The results of the studies revealed the usefulness of the geometric parameters for the discrimination of different cultivars of sour cherry pits. Both linear dimensions and shape factors had a high discriminative power. However, the models built based on combined linear dimensions and shape factors provided the highest results, equal to 96%, for the discrimination of two pit cultivars and 75% for four pit cultivars. The results obtained by Ropelewska [
24] indicated that the textures had even higher discriminative power for the discrimination of the pits of different sour cherry cultivars. The pairs of cultivars were discriminated with an average accuracy of up to 100%, whereas, for the discrimination of four cultivars, the correctness of up to 96.25% was achieved.
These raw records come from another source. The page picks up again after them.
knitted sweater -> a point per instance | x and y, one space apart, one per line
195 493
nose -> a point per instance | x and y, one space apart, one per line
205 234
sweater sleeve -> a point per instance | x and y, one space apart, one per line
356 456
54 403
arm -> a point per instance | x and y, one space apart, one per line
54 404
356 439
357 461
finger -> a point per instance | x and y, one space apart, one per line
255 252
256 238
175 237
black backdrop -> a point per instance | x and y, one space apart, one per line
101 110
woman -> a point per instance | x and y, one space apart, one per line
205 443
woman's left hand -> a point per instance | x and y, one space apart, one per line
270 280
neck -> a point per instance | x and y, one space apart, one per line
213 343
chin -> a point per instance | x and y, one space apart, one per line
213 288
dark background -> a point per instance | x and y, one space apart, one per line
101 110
Ropelewska [
25] reported that for sweet cherry pits as well, the discrimination accuracies for models built based on textural features (up to 100% for two pit cultivars and 95% for three cultivars) were higher than for geometric parameters (up to 99% for two cultivars and 95% for three cultivars). Additionally, Ropelewska [
25] found that the models combining geometric and textural parameters provided the highest accuracies of up to 100% for two cultivars and 98% for three pit cultivars. The results of cultivar discrimination of sour cherry pits based on geometric parameters presented in this paper did not reach 100%. This may indicate some limitations of the developed models that make it impossible to distinguish ‘Debreceni botermo’, ‘Łutówka’, ‘Nefris’, and ‘Kelleris’ sour cherry pits based on geometric features with 100% accuracy. It prompts us to carry out further research on sour cherry pits to build discriminative models combining selected geometric and other features. However, the contribution of this study to distinguishing sour cherry pit cultivars using machine learning is significant. The linear dimensions and shape factors with the highest discriminative power were indicated. The mean values of these selected parameters differed the most among the cultivars. The next stage of the research may involve combining these geometric features and selected textures in the model to increase the discrimination accuracy. The developed models based on geometric and textural features could be more successfully applied in practice to detect falsification of sour cherry pit cultivars.